# Lousy NE Wind



## bigfost (Oct 11, 2004)

I was really hoping the conditions would be favorable for a surf trip this Friday or Saturday, but the present forecast is for NE winds all week and weekend, with velocities in the teens this weekend.

Where I fish at McFaddin, and along most of Bolivar Peninsula, a NE wind blows straight down the length of the beach. As we all know, a sideways wind is the toughest to fish in.

I'll be out of town for the holiday, so if I don't get to go this week, it'll be another two weeks at the earliest. Grrrrr!


----------



## jagarcia10 (Mar 10, 2011)

I'll try to make up for your loss next week. :biggrin:


----------



## caddis (Jan 22, 2012)

We're down to SPI for the holiday, hopefully we'll get some decent days. Leave Sunday come back Friday (day after TG).


----------



## histprof (Oct 30, 2011)

The forecast makes this weekend's run to Padre look to be more about my buddy's windsurfing than my fishing. We'll see how it shakes out.

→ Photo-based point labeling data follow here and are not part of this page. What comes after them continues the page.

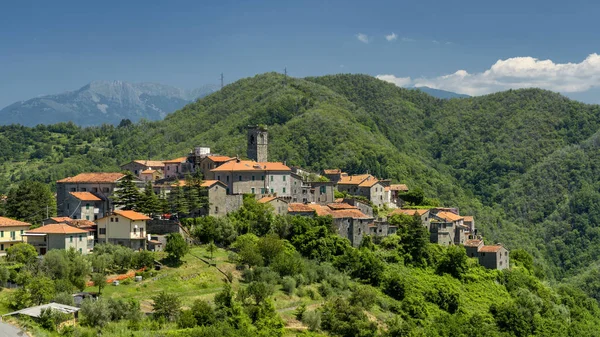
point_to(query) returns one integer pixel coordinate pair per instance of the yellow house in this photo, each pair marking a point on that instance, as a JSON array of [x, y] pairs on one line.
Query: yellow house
[[11, 232], [126, 228]]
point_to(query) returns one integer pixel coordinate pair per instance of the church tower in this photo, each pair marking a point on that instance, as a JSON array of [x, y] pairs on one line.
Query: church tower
[[257, 143]]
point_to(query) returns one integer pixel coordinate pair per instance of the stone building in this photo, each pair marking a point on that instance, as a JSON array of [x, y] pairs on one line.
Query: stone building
[[259, 178], [126, 228], [258, 141], [138, 166], [100, 184]]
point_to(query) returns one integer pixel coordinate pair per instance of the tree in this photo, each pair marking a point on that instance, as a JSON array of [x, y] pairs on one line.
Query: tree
[[166, 305], [99, 280], [30, 201], [176, 247], [149, 202], [21, 253], [126, 195]]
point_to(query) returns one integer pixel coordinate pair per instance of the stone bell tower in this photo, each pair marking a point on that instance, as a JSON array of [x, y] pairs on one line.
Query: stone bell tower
[[258, 142]]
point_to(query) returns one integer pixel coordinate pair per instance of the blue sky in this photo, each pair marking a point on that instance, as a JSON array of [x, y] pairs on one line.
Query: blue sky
[[49, 47]]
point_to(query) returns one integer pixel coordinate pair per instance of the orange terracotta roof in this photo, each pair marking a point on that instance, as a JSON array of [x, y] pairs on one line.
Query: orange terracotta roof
[[7, 222], [349, 213], [94, 177], [410, 212], [132, 215], [353, 180], [448, 216], [61, 219], [398, 187], [490, 249], [249, 166], [85, 196], [58, 228], [209, 183], [320, 210], [299, 207], [369, 182], [176, 160], [473, 243], [340, 205], [150, 163], [264, 200], [219, 159]]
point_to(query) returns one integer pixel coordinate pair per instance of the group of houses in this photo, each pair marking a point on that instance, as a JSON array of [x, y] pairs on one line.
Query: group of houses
[[87, 215]]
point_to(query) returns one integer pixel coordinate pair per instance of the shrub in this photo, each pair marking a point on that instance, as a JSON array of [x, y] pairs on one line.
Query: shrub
[[289, 285], [312, 319], [186, 320]]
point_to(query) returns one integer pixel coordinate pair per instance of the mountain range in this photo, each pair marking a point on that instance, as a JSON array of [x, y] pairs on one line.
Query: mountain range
[[103, 102], [524, 162]]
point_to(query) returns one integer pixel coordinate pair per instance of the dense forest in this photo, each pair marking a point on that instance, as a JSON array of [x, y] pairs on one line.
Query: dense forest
[[524, 162]]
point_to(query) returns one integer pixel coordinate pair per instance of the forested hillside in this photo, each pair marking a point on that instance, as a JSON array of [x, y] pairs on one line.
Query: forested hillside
[[525, 162]]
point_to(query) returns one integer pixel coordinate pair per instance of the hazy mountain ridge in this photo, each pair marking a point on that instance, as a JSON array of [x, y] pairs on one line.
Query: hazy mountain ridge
[[102, 102]]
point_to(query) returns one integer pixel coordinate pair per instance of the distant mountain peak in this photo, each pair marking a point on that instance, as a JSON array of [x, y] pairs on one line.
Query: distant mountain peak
[[103, 101]]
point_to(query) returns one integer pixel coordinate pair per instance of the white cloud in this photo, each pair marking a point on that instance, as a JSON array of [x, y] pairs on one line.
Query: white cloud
[[364, 38], [514, 73], [391, 37], [399, 81]]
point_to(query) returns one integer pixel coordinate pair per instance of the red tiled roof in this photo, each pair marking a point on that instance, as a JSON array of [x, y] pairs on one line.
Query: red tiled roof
[[448, 216], [353, 180], [490, 249], [398, 187], [410, 212], [85, 196], [7, 222], [340, 205], [94, 177], [219, 159], [249, 166], [266, 199], [150, 163], [132, 215], [58, 228], [473, 243], [209, 183], [299, 207], [176, 160]]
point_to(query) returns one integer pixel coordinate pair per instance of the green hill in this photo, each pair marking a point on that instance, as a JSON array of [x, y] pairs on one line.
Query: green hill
[[522, 161]]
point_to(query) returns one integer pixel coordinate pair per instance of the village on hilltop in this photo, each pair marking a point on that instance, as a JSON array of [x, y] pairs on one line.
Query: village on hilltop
[[86, 213]]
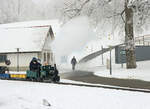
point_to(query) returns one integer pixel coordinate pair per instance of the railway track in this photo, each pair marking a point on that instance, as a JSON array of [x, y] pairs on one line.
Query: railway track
[[89, 85]]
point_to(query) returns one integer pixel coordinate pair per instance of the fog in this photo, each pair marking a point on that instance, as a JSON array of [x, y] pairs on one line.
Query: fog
[[72, 38]]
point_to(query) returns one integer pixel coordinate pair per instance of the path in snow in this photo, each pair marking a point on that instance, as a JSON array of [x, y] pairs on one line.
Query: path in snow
[[89, 77]]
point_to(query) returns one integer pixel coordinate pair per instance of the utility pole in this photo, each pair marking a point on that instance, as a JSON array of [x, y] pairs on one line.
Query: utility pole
[[110, 62], [102, 56], [17, 59]]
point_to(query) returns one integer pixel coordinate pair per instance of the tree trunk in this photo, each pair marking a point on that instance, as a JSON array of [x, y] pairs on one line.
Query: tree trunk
[[129, 37]]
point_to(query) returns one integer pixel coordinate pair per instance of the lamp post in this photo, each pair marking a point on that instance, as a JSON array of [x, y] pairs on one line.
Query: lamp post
[[110, 61]]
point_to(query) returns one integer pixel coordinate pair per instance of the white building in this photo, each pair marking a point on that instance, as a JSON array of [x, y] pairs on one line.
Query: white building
[[32, 39]]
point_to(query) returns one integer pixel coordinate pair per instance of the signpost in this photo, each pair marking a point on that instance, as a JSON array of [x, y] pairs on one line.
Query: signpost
[[122, 52]]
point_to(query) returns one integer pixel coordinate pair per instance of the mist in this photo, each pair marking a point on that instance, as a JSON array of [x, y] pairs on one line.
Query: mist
[[72, 38]]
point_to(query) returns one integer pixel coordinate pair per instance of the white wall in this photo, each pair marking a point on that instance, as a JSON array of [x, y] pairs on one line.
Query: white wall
[[24, 59]]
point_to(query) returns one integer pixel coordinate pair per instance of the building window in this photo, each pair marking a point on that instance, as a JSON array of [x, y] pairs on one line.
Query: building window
[[3, 58]]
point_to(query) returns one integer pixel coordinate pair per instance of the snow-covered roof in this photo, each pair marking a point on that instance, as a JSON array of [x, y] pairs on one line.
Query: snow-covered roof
[[28, 36]]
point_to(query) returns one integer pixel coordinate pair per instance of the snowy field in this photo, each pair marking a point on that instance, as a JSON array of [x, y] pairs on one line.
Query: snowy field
[[142, 72], [28, 95]]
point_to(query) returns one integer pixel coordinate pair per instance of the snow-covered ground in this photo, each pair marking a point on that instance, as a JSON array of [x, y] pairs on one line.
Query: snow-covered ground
[[28, 95]]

I may have to hit the Packery channel and jetties if the wind blows out the beach. I can also put some effort into limiting the amount of beer left in the fridge when he gets off the sail-board...

I'm in town for the TG holiday so if the wind will lay down in the Fri-Sat-Sun stretch, I will definitely wet a line.


----------



## bigfost (Oct 11, 2004)

WHAT said:


> I'll try to make up for your loss next week. :biggrin:


You have my best wishes. I hope you knock 'em dead. 

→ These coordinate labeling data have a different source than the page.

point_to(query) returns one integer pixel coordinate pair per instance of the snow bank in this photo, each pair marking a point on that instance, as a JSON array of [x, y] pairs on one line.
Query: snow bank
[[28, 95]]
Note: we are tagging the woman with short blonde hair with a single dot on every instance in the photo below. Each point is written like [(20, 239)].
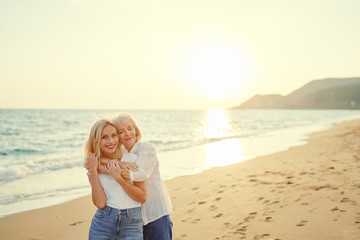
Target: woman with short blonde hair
[(156, 210), (118, 201)]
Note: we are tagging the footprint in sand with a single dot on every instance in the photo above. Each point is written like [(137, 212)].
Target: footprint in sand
[(301, 223), (76, 223), (213, 207)]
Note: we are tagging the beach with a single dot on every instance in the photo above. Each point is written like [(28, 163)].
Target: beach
[(310, 191)]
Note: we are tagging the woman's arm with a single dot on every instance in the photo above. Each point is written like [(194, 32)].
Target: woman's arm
[(97, 191), (137, 191)]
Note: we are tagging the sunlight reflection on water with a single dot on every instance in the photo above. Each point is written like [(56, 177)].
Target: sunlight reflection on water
[(224, 152)]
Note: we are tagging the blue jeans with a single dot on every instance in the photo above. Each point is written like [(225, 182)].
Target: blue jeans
[(113, 224), (160, 229)]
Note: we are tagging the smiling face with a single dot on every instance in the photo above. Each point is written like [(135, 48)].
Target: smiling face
[(108, 141), (127, 133)]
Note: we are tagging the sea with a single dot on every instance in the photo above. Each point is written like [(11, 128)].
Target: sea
[(41, 151)]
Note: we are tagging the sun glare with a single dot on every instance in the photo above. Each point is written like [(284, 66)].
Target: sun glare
[(216, 124), (215, 69)]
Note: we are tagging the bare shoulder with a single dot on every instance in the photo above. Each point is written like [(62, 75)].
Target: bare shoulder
[(147, 146)]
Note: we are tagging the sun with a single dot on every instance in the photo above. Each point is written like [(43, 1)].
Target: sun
[(215, 70)]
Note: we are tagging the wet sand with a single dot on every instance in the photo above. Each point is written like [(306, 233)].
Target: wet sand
[(306, 192)]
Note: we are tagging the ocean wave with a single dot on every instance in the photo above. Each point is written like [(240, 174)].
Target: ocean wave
[(9, 199), (13, 172)]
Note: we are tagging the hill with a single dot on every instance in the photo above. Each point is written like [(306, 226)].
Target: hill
[(330, 93)]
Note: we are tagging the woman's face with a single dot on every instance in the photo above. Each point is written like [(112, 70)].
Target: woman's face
[(127, 134), (109, 141)]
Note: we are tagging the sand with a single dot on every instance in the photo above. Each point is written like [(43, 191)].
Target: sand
[(306, 192)]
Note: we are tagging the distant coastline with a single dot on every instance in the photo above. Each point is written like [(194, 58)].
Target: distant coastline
[(329, 93)]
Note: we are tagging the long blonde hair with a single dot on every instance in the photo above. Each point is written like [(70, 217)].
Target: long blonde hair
[(92, 144), (124, 116)]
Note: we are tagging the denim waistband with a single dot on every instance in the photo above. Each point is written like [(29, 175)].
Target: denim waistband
[(114, 211)]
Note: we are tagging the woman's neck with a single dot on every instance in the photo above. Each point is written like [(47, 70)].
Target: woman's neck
[(111, 156)]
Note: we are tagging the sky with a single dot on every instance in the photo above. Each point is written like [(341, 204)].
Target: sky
[(166, 54)]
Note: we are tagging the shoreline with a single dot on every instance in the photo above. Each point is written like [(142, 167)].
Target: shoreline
[(305, 192)]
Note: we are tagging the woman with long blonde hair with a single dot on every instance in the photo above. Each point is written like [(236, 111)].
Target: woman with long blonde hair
[(157, 209), (118, 201)]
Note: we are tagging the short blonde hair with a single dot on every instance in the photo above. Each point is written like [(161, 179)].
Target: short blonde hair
[(92, 144), (123, 116)]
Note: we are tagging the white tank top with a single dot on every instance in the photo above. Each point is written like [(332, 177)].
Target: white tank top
[(116, 197)]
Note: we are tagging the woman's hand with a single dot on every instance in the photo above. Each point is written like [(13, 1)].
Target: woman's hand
[(92, 161), (125, 175), (113, 168), (129, 166)]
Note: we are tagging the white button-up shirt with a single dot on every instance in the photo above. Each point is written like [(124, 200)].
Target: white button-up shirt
[(158, 202)]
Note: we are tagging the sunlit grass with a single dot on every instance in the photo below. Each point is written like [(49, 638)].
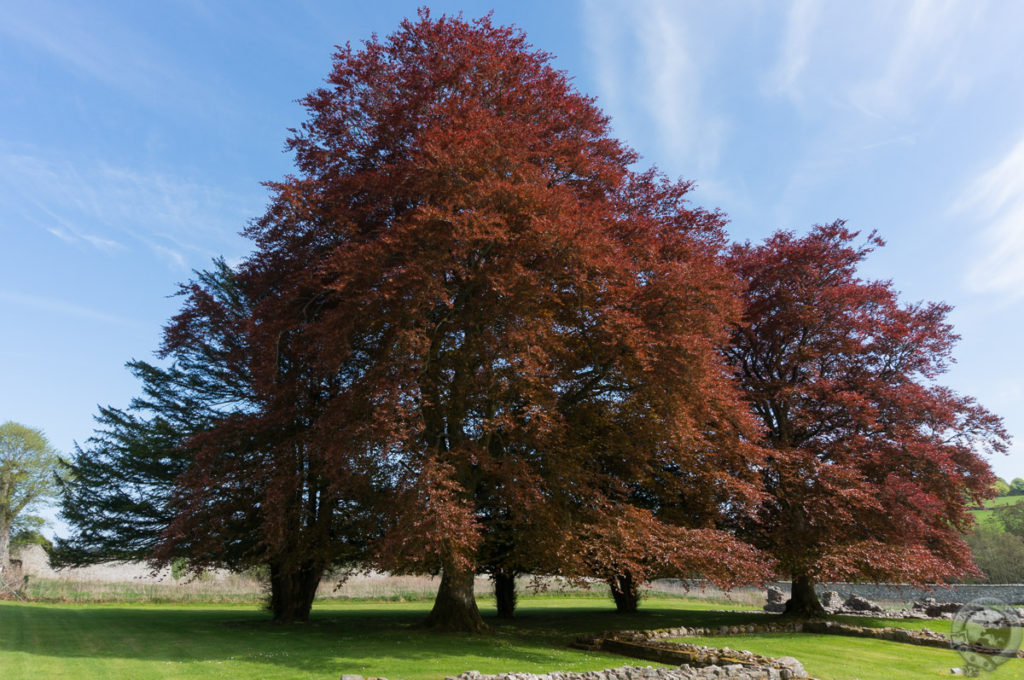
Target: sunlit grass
[(380, 639)]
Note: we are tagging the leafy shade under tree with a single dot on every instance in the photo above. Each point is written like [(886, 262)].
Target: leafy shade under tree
[(1012, 518), (28, 475), (871, 464), (467, 292), (118, 487)]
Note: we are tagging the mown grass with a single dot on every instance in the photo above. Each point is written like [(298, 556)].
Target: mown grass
[(372, 639), (375, 639)]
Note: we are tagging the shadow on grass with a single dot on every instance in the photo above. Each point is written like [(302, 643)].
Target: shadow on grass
[(338, 638)]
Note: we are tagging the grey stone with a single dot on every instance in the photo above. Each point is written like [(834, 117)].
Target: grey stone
[(830, 600), (858, 603), (793, 666)]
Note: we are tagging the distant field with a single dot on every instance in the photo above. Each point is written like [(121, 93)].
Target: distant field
[(1004, 500), (987, 516), (186, 642)]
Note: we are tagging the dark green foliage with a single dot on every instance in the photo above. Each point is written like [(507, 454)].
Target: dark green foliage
[(30, 537), (1012, 518), (118, 485)]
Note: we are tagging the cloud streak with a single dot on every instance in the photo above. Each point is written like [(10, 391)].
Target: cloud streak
[(996, 199), (796, 49), (110, 208), (663, 74)]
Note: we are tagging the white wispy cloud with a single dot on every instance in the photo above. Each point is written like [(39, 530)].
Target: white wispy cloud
[(660, 71), (924, 57), (796, 49), (113, 209), (97, 45), (995, 199), (64, 307)]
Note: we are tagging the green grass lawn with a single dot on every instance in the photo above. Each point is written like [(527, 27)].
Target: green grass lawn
[(108, 642), (835, 657)]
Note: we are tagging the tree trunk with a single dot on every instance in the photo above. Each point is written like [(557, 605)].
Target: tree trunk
[(455, 607), (4, 550), (625, 592), (505, 593), (292, 592), (803, 600)]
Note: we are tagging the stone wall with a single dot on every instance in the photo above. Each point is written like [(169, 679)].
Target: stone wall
[(1009, 593)]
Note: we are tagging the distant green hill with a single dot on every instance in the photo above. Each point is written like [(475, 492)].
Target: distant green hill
[(987, 516)]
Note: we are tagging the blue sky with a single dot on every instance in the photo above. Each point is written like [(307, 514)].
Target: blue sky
[(134, 137)]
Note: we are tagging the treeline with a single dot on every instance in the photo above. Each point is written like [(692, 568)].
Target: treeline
[(473, 338)]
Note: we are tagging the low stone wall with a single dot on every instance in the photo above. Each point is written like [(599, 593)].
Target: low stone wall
[(922, 637), (736, 672), (647, 645)]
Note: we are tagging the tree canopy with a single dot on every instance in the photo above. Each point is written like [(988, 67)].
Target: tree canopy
[(28, 469), (467, 301), (473, 337), (843, 377)]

In fact, I hope a bunch of you get out there and take up my slack. :walkingsm
If that nasty NE wind will just shift a bit more to the north, I'll be trying to sneak in a trip this week.


----------



## surfguy (May 17, 2011)

bigfost said:


> You have my best wishes. I hope you knock 'em dead.
> 
> In fact, I hope a bunch of you get out there and take up my slack. :walkingsm
> If that nasty NE wind will just shift a bit more to the north, I'll be trying to sneak in a trip this week.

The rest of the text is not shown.